Martin lazarus at mfriebe.de
Tue Mar 8 00:33:59 CET 2011


On 07/03/2011 22:38, Michael Van Canneyt wrote:
> On Mon, 7 Mar 2011, Graeme Geldenhuys wrote:
>>
>> * As for joining tables being slower. This is so, but the margin is so
>> small for day-to-day usage than nobody notices any difference really.
>> We tested our system with between 30-60 concurrent users working on
>> our system for 8 hours a day, on a low spec workstation acting as a
>> database server.
>
> You'll find that as the system grows, the difference becomes significant.
> One of databases is currently between 4 and 5 Gb. It no longer fits in 
> memory, so disk access becomes an important factor.
>
>> NOTE: there are other pros to using GUID's.  So too are there
>> negatives to using DB generate/managed sequential numbers.
>
> Definitely. Replicating for instance is next to impossible with 
> generators.
> It's much easier with GUIDs.
>
>> The bottom line for us was that the pros far outweighed the cons.
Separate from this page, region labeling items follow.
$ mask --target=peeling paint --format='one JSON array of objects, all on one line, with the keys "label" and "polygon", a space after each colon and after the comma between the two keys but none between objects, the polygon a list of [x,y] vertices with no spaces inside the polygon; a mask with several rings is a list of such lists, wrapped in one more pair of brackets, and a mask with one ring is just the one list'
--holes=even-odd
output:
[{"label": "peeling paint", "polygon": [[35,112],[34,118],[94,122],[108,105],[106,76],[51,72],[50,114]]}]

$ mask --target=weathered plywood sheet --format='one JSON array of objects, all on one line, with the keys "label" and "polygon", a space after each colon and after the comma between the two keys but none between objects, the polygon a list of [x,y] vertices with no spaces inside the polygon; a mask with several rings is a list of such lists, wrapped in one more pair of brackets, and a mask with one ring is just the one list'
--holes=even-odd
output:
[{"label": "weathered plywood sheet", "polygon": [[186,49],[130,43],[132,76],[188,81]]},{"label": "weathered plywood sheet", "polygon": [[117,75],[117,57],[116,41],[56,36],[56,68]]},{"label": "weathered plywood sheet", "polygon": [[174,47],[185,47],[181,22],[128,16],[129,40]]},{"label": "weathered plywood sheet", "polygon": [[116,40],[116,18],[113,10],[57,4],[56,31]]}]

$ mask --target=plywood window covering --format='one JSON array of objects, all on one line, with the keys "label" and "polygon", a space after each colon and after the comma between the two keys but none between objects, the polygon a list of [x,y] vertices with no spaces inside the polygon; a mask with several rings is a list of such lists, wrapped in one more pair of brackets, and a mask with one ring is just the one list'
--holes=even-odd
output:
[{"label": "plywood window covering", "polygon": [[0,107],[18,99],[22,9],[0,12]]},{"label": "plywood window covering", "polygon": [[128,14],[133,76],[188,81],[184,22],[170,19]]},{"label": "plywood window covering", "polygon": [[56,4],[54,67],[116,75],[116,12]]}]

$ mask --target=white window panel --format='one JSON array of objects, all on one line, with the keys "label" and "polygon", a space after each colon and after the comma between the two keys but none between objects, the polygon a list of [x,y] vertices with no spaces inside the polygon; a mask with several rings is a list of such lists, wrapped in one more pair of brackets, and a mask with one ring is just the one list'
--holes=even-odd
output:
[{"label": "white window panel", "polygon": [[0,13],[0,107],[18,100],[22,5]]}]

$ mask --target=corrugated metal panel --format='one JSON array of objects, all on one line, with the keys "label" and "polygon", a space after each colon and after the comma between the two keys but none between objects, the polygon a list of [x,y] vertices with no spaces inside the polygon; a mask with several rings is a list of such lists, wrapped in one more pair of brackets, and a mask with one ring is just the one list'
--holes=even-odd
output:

There are good solutions in the middle.

Generate a guid in your own limited size format. Either on the DB, or on 
the client, both will work.

The IDs can be unique 32 or 64 bit integers depending on the amount of 
IDs needed.
In order to be able to generatethem unique and generate them on more 
than one computer (e.g each client pc can generate them) you need to 
configure each of the generating computers.
Each of them is given a on byte (or one word) ID of it's own.

Then Each PC just generates numbers in sequential order, to be used as 
ID. Shift it 8 or 16 bit, so you can put the unique-computer ID in the 
low byte(s) => unique ID. And at moderate size and cost.